Now, Having said all that I do offer bottle feeding at an additional price for a reserved kid with a deposit on it. That makes it a better task to deal with because I don't care if they are under foot, They won't be at my place!

This is my opinion based on experiences at my farm.


----------



## Kristenkay26 (Jun 16, 2011)

*Re: Bottle Feeding instead of Dam Raising to make quick prof*

I have 2 dam raised about 15-18 months old and one is meaner than a u know what.. but the other is pretty friendly.. I am bottle feeding 2 babies now who lost their momma in birth.. and they are the sweetest things ever.. I am not sure if it has to do with that, I spend a lot of time with all of my Goats. They are all good with ME.


----------



## WalnutGroveFarm (Sep 27, 2008)

*Re: Bottle Feeding instead of Dam Raising to make quick prof*

I do both bottle raise and dam raise. I dont sell the babies untill they are about two weeks old if on the bottle . That way they can be disbudded and tattooed before leaving. But I do have to say bottle babies are a little annoying when they are little, but I so like their attitudes alot better when they are older. Cause its seems like no matter how much time I spend with a dam raised kid they are just not as friendly and sometimes just dont like to be messed with when they are older. But like others have said if you have people lined up to buy bottle babies then it would be a great way to go.

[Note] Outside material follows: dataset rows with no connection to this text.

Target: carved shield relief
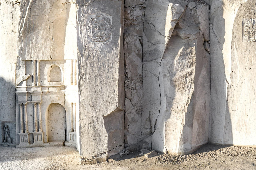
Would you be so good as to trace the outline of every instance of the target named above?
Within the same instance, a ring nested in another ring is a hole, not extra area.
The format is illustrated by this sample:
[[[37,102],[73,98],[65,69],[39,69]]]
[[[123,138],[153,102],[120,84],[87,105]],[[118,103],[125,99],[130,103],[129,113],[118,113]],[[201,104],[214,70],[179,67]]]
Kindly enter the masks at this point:
[[[254,19],[243,19],[243,41],[251,42],[256,41],[256,24]]]
[[[94,42],[106,42],[111,40],[111,18],[103,14],[89,16],[87,29],[88,38]]]

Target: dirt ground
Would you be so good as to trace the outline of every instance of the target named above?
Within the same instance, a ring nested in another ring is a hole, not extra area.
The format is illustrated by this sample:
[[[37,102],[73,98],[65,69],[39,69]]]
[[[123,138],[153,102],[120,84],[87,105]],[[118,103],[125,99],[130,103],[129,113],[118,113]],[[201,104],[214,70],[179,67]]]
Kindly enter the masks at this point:
[[[139,152],[106,162],[81,165],[74,148],[20,148],[0,145],[1,170],[256,169],[256,147],[208,144],[195,152],[136,158]]]

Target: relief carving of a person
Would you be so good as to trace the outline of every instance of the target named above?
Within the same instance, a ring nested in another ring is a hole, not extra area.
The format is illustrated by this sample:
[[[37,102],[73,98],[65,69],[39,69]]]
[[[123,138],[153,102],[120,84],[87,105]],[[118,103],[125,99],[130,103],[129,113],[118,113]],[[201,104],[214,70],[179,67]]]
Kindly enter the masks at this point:
[[[8,128],[7,125],[6,125],[4,126],[4,129],[5,131],[5,136],[4,137],[4,142],[11,143],[12,139],[10,137],[10,130]]]

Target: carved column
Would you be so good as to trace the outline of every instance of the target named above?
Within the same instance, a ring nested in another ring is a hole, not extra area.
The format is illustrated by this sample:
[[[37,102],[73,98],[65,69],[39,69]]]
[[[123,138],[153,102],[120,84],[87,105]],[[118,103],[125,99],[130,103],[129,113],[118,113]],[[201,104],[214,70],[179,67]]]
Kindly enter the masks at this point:
[[[76,131],[76,103],[74,103],[74,131]]]
[[[74,131],[73,128],[73,103],[71,103],[70,108],[70,131]]]
[[[32,60],[32,66],[33,67],[33,83],[32,85],[35,86],[36,85],[36,63],[35,60]]]
[[[76,60],[75,60],[75,64],[74,64],[74,74],[75,77],[75,79],[74,80],[75,81],[75,85],[76,85]]]
[[[22,118],[22,104],[19,103],[20,105],[20,133],[23,133],[23,118]]]
[[[40,62],[40,60],[36,60],[36,63],[37,64],[36,68],[37,69],[37,71],[36,73],[36,74],[37,75],[37,83],[36,84],[37,86],[40,85],[40,66],[39,66]]]
[[[32,103],[34,105],[34,132],[37,132],[37,113],[36,111],[36,103]]]
[[[43,131],[43,128],[42,126],[42,116],[41,116],[41,103],[38,103],[38,124],[39,124],[39,132]]]
[[[71,67],[71,73],[70,73],[70,80],[71,80],[71,85],[73,85],[73,60],[70,60],[70,67]]]
[[[24,105],[24,123],[25,125],[25,133],[28,133],[28,119],[27,118],[27,103],[23,103]]]

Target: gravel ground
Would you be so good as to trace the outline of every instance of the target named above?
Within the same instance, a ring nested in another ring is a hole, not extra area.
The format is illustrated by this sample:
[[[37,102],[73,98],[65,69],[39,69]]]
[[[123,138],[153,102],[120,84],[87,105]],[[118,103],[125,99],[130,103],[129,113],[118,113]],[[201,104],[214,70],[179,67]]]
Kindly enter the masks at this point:
[[[149,158],[136,158],[139,151],[108,162],[81,165],[72,147],[15,148],[0,145],[1,170],[176,170],[256,169],[256,148],[221,146],[208,144],[184,155],[159,154]]]

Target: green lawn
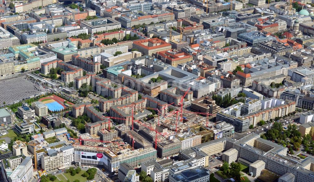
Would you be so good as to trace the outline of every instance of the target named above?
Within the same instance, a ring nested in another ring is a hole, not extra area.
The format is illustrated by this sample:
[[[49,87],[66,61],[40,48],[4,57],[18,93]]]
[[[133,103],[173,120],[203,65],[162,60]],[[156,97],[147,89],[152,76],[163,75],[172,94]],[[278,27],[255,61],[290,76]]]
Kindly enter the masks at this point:
[[[56,176],[58,178],[60,179],[60,180],[63,181],[63,182],[66,182],[67,180],[67,179],[66,179],[61,174],[57,175]],[[57,179],[58,179],[58,178]]]
[[[242,164],[240,164],[240,166],[241,166],[241,171],[246,173],[249,172],[249,167],[247,166]]]
[[[51,138],[46,138],[45,139],[46,142],[48,142],[49,143],[54,143],[56,142],[57,139],[57,138],[55,139],[54,139],[53,137],[51,137]]]
[[[221,171],[217,171],[216,172],[216,174],[219,175],[223,179],[225,179],[229,178],[224,174],[224,173]]]
[[[67,178],[67,179],[70,179],[70,181],[73,181],[75,179],[78,179],[79,180],[80,182],[83,182],[84,181],[86,181],[87,179],[86,178],[82,176],[81,175],[83,173],[86,172],[86,171],[82,170],[81,171],[81,172],[79,173],[76,174],[75,176],[71,176],[71,174],[70,173],[63,173],[63,175]],[[65,181],[66,181],[67,180],[66,180]]]
[[[304,156],[303,155],[301,155],[300,154],[299,154],[299,155],[298,155],[297,156],[298,157],[300,157],[300,158],[301,159],[305,159],[306,158],[306,157],[305,157],[305,156]]]
[[[17,135],[12,130],[9,130],[7,131],[9,133],[7,134],[6,135],[3,135],[0,137],[0,138],[4,138],[5,137],[9,137],[9,138],[13,138],[17,136]]]
[[[43,100],[41,100],[41,102],[43,102],[43,101],[49,101],[49,100],[51,100],[51,99],[50,99],[50,98],[45,99],[43,99]]]
[[[242,177],[244,178],[245,180],[243,180],[243,179],[242,179]],[[249,179],[247,178],[247,177],[246,176],[241,177],[241,182],[250,182],[250,180],[249,180]]]

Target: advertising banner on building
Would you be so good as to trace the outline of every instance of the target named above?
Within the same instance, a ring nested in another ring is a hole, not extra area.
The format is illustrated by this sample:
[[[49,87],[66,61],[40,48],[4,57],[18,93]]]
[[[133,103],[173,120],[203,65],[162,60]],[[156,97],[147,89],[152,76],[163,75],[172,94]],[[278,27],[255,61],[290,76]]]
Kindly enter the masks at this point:
[[[104,155],[101,153],[81,152],[81,159],[102,162],[106,165],[108,165],[108,159]]]

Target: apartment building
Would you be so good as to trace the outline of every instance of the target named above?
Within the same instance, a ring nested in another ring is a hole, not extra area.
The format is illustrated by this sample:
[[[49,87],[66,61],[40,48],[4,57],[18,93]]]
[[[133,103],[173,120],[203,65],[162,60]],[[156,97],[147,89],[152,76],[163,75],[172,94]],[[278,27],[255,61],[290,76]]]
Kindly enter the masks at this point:
[[[84,113],[86,113],[85,111],[85,108],[91,106],[91,104],[88,103],[74,104],[72,107],[72,114],[73,117],[77,118],[78,116],[83,115]]]
[[[137,40],[133,42],[133,48],[144,55],[151,56],[159,52],[170,50],[171,45],[158,38]]]
[[[80,57],[78,54],[72,55],[72,64],[89,72],[97,73],[100,70],[101,63]]]
[[[66,84],[73,81],[78,76],[83,75],[83,69],[81,68],[63,62],[58,63],[57,66],[65,70],[61,73],[61,78],[62,81]]]
[[[49,74],[50,69],[53,68],[56,68],[58,63],[62,61],[59,59],[56,59],[50,61],[43,63],[41,64],[41,71],[44,75]]]
[[[86,84],[87,85],[89,85],[90,83],[90,77],[89,75],[88,75],[87,74],[85,76],[76,77],[74,79],[75,83],[74,88],[76,89],[79,88],[84,83]]]
[[[138,101],[138,91],[129,89],[122,90],[121,96],[120,97],[113,98],[109,100],[100,99],[99,101],[100,109],[102,112],[108,111],[110,107],[113,106],[122,105],[133,103],[137,105],[141,106],[141,108],[144,107],[146,105],[146,101],[141,99],[136,103],[134,102]],[[142,106],[144,106],[143,107]]]
[[[39,117],[45,116],[48,114],[48,107],[40,101],[32,103],[32,108],[35,110],[35,113]]]
[[[29,107],[27,103],[23,102],[22,106],[18,107],[18,114],[22,119],[35,117],[35,110]]]
[[[90,135],[97,134],[98,131],[103,130],[112,127],[112,123],[109,119],[100,121],[95,122],[85,123],[85,131]]]
[[[254,102],[255,103],[258,103],[256,101]],[[243,103],[238,103],[218,112],[216,115],[216,121],[225,121],[233,125],[236,131],[245,133],[251,125],[255,126],[261,120],[268,121],[270,119],[274,119],[276,117],[287,115],[294,111],[295,108],[295,102],[285,101],[275,107],[267,108],[255,112],[242,112],[242,114],[248,114],[241,115],[241,107],[246,107],[244,105]]]

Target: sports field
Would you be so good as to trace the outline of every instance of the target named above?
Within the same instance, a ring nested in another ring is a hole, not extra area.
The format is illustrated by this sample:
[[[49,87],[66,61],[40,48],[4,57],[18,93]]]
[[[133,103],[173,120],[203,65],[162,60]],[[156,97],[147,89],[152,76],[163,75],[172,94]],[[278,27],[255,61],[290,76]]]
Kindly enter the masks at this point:
[[[51,111],[59,111],[66,108],[63,104],[66,100],[55,95],[42,98],[39,100],[47,106],[48,109]],[[67,103],[70,105],[73,104],[67,101]]]

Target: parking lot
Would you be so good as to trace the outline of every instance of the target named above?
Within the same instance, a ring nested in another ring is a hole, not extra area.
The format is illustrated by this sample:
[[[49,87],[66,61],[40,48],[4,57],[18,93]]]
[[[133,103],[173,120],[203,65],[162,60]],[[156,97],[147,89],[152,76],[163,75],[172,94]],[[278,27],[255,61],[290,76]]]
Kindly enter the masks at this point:
[[[43,87],[26,80],[25,77],[1,81],[0,85],[0,107],[47,91]]]

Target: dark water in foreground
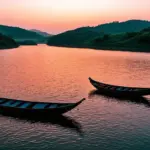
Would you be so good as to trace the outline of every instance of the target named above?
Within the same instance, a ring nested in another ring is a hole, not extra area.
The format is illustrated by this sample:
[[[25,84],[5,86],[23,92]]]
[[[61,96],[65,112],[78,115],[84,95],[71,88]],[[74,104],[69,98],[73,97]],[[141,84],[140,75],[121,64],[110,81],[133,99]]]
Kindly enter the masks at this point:
[[[0,150],[149,150],[150,108],[92,94],[89,76],[149,87],[150,54],[45,45],[0,51],[0,97],[53,102],[87,97],[60,120],[0,116]]]

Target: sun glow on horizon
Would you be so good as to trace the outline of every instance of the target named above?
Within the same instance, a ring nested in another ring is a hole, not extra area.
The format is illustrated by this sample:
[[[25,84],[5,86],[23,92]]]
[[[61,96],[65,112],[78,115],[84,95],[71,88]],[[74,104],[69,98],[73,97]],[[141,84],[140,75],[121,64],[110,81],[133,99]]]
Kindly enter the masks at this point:
[[[1,0],[0,24],[59,33],[112,21],[150,20],[149,6],[149,0]]]

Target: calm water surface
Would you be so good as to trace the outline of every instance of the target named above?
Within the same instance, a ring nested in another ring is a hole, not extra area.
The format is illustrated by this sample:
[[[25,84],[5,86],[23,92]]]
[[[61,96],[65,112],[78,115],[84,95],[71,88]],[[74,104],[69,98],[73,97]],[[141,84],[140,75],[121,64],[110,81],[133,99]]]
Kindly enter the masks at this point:
[[[50,102],[87,98],[61,121],[0,116],[0,150],[149,150],[150,108],[94,94],[89,76],[149,87],[150,54],[46,45],[0,51],[0,97]]]

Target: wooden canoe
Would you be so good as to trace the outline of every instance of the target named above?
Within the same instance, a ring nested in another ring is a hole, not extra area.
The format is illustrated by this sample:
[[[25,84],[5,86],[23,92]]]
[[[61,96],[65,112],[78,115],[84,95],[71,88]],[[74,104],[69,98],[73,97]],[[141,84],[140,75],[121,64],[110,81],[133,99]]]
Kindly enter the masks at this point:
[[[32,102],[0,98],[0,113],[21,116],[55,116],[66,113],[81,104],[85,98],[76,103]]]
[[[89,78],[90,83],[102,94],[104,95],[114,95],[114,96],[143,96],[150,95],[150,88],[140,88],[140,87],[125,87],[117,86],[111,84],[105,84],[98,82]]]

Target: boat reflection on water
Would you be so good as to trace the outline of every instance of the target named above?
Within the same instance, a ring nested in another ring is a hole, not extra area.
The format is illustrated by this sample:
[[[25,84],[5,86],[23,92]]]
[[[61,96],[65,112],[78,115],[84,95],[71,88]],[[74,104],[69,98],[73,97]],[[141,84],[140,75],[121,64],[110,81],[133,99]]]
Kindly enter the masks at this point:
[[[7,116],[6,114],[1,114],[1,116]],[[44,123],[44,124],[50,124],[50,125],[56,125],[60,127],[64,127],[66,129],[73,130],[77,132],[79,135],[83,135],[82,126],[79,122],[77,122],[75,119],[64,116],[64,115],[58,115],[54,117],[49,116],[19,116],[19,115],[13,115],[13,116],[7,116],[11,117],[13,119],[16,119],[17,121],[26,121],[29,123]]]
[[[101,97],[105,97],[105,98],[113,98],[113,100],[116,101],[125,101],[125,102],[132,102],[135,104],[143,104],[146,107],[150,107],[150,102],[147,98],[142,97],[142,96],[137,96],[137,97],[119,97],[119,96],[111,96],[111,95],[102,95],[102,93],[100,93],[98,90],[93,90],[90,91],[89,93],[89,99],[93,98],[95,96],[101,96]]]

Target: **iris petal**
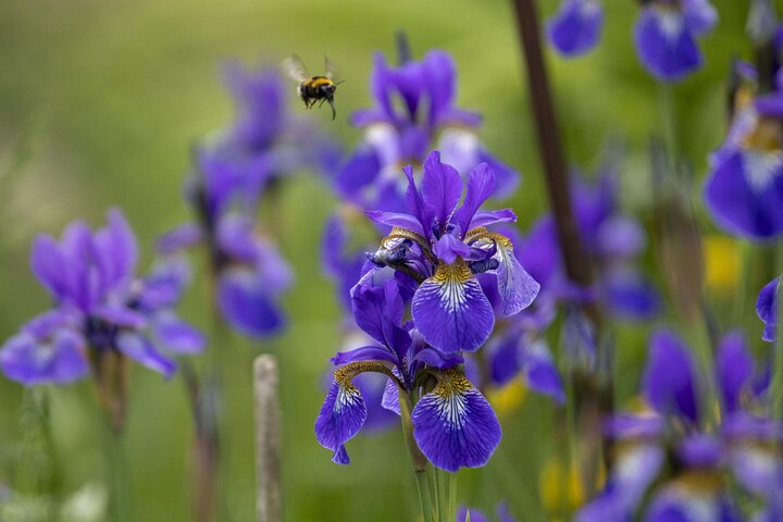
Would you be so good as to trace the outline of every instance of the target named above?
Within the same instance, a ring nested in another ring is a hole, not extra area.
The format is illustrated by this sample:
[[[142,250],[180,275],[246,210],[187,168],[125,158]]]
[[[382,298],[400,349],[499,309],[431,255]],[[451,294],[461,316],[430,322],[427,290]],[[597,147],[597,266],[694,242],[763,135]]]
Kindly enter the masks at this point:
[[[419,332],[444,353],[474,351],[489,337],[495,313],[468,264],[438,264],[413,295],[411,312]]]
[[[701,53],[678,9],[656,4],[644,8],[634,38],[642,63],[662,80],[682,79],[701,65]]]
[[[775,318],[778,316],[778,299],[775,299],[775,295],[779,284],[780,277],[767,283],[765,287],[761,288],[758,300],[756,301],[756,313],[759,319],[765,322],[765,331],[761,338],[768,343],[772,343],[775,336]]]
[[[492,406],[456,371],[439,377],[435,389],[417,402],[411,419],[419,448],[446,471],[486,464],[500,443],[500,423]]]
[[[364,399],[349,380],[335,378],[315,419],[315,438],[326,449],[333,450],[335,463],[347,464],[348,453],[344,444],[356,436],[366,420]]]

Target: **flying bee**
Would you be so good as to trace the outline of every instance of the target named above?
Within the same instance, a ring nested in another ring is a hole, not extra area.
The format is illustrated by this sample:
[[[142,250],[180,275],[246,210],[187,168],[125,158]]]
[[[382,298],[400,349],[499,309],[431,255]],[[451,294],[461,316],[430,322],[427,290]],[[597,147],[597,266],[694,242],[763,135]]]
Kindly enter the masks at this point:
[[[343,82],[334,80],[335,70],[328,58],[324,58],[325,72],[323,76],[310,76],[301,59],[296,54],[283,61],[283,69],[288,76],[299,82],[297,96],[304,102],[304,109],[312,108],[316,101],[321,102],[319,107],[327,101],[332,108],[332,120],[335,119],[337,113],[334,109],[334,94]]]

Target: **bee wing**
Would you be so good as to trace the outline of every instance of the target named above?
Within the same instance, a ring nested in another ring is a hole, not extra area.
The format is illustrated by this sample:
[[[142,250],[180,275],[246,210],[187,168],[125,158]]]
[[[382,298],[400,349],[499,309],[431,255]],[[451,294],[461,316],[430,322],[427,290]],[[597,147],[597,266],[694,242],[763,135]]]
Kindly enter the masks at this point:
[[[328,57],[324,57],[324,71],[325,76],[334,82],[337,77],[337,69],[334,66],[334,63],[328,59]]]
[[[289,58],[283,60],[282,65],[285,73],[297,82],[301,83],[310,77],[301,58],[296,54],[291,54]]]

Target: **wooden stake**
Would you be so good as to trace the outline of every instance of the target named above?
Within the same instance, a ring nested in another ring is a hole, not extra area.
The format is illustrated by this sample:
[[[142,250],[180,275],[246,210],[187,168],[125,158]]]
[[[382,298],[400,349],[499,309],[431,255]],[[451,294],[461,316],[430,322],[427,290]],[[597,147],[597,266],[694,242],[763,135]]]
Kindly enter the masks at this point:
[[[256,390],[256,472],[259,522],[283,520],[281,490],[281,412],[277,360],[264,355],[253,363]]]

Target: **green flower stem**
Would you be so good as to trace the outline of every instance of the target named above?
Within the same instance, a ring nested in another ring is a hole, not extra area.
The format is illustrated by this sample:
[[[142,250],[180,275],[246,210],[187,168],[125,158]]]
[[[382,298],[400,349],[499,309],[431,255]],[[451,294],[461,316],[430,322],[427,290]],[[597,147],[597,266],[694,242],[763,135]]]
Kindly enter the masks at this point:
[[[780,270],[783,268],[783,243],[778,245],[775,269]],[[778,300],[778,310],[775,310],[775,325],[781,324],[781,318],[783,318],[783,274],[779,276],[778,287],[775,288],[775,297]],[[774,340],[774,372],[772,374],[772,384],[770,385],[772,391],[772,414],[776,420],[783,420],[783,328],[778,326],[775,328],[775,340]]]
[[[424,455],[419,449],[419,445],[413,438],[413,423],[411,422],[411,411],[414,397],[399,389],[400,403],[400,421],[402,423],[402,434],[405,435],[408,452],[413,464],[413,473],[417,478],[417,488],[419,489],[419,504],[421,505],[422,517],[424,522],[435,522],[435,509],[433,506],[433,495],[431,489],[431,469]]]
[[[101,411],[101,413],[103,413]],[[134,519],[129,490],[130,481],[122,447],[122,432],[115,430],[111,419],[101,414],[103,425],[103,458],[107,489],[109,492],[109,522]]]
[[[430,495],[430,481],[426,471],[417,471],[417,488],[419,489],[419,504],[421,504],[424,522],[435,522],[432,496]]]
[[[446,473],[448,481],[448,521],[457,520],[457,473]]]

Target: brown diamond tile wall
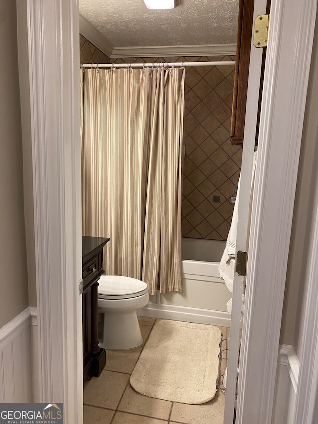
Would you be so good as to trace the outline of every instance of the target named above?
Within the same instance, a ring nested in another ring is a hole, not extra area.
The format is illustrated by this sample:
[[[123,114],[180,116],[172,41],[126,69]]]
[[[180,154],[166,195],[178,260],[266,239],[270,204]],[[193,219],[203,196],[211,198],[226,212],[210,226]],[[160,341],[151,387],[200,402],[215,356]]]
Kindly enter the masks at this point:
[[[122,58],[114,63],[228,61],[229,56]],[[81,63],[110,59],[80,36]],[[242,149],[230,141],[234,65],[185,68],[182,232],[184,237],[226,240],[239,176]],[[214,201],[219,196],[220,202]]]
[[[81,63],[109,63],[109,58],[81,34],[80,38]]]

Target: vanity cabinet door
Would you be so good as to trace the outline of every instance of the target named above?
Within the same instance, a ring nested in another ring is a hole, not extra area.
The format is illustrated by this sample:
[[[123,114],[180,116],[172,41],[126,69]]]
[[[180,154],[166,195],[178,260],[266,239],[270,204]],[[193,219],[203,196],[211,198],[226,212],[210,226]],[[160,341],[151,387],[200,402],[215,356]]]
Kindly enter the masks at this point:
[[[83,292],[83,368],[84,380],[89,375],[91,358],[91,290],[87,287]]]

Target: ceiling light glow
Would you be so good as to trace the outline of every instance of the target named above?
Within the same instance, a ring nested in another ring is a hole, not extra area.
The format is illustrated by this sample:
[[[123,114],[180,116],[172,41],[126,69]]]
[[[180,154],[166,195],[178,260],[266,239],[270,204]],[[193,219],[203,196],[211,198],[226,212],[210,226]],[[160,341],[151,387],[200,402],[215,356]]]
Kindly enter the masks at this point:
[[[178,5],[178,1],[175,0],[143,0],[148,9],[160,10],[161,9],[174,9]]]

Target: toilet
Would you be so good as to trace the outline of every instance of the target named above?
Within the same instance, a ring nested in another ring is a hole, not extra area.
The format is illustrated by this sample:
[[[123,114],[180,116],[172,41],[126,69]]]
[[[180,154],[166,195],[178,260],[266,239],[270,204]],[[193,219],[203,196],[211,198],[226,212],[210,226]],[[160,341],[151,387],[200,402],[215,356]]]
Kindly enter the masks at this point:
[[[99,346],[117,350],[141,345],[137,310],[148,302],[147,285],[119,275],[102,275],[98,282]]]

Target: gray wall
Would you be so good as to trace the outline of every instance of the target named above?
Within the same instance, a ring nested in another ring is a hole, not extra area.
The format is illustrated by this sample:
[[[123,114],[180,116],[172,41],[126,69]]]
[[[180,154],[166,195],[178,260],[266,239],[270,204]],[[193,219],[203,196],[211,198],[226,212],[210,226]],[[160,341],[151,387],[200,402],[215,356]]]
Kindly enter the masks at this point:
[[[29,305],[15,1],[0,2],[0,328]]]
[[[281,343],[293,346],[298,357],[307,289],[305,276],[314,207],[312,193],[316,188],[314,184],[318,164],[318,29],[316,21],[281,332]]]

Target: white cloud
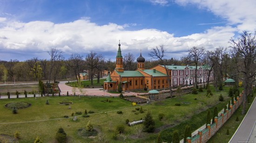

Just wanted to add I have always fed regular cow's milk to the babies but this year I did nothing but goat milk and they all look really good and are growing great. They eat grain and hay great and have been since they where about 4-5 weeks old. But I bottle feed my kids untill they are about 3-5 months old.


----------



## RowdyKidz (Apr 2, 2009)

*Re: Bottle Feeding instead of Dam Raising to make quick prof*

I mostly dam raise but I had a few does who rejected babies.

I much prefer dam raising because around here it is expensive to get or ship the milk replacer! I handle my babies LOTS when they are little and they turn out to be great showmanship goats as well as super friendly (just as good as bottle babies)

I've had a few does who were raised from bottles by me and ALL they ever do is get under foot and they NEVER behave on leads! Maybe that is just me?? But I think the bottle makes them a bit too spoiled??

I like bottle babies, but I'd much prefer dam raised! jmo


----------



## Itchysmom (Apr 3, 2010)

*Re: Bottle Feeding instead of Dam Raising to make quick prof*

Lots of good pros and cons here! That is why I like this board so much! 

LAst year I got my doe with a single on her. Neither were handles and my doe is a pain if I say so myself. I also got a bottle weanling at the same time. She is very friendly. Right now she is a bit jealous of the attention the doe and her kids are getting, so she is much more in my pocket!

This year when my unfriendly doe had her kids I decided to let her raise them. But, I spend time with the kids and they are pretty friendly. I doubt they will be as friendly as the bottle doe, but they will be easy to handle in the future as I am taking the time to handle then now. That's just two kids tho! If I had a whole herd of them, I doubt I would have the time to spend with all the kids as I do with these two.

The bottle babies that I know are sometimes a real pain as they will not leave you alone! They are always wanting attention and to me that is a pain. But, they are babies yet and I do not know how they will be when adults. All I can go by is my one yearling who was bottle raised. She is friendly, not real pushy now. She was when she was a baby tho! Pushy I mean.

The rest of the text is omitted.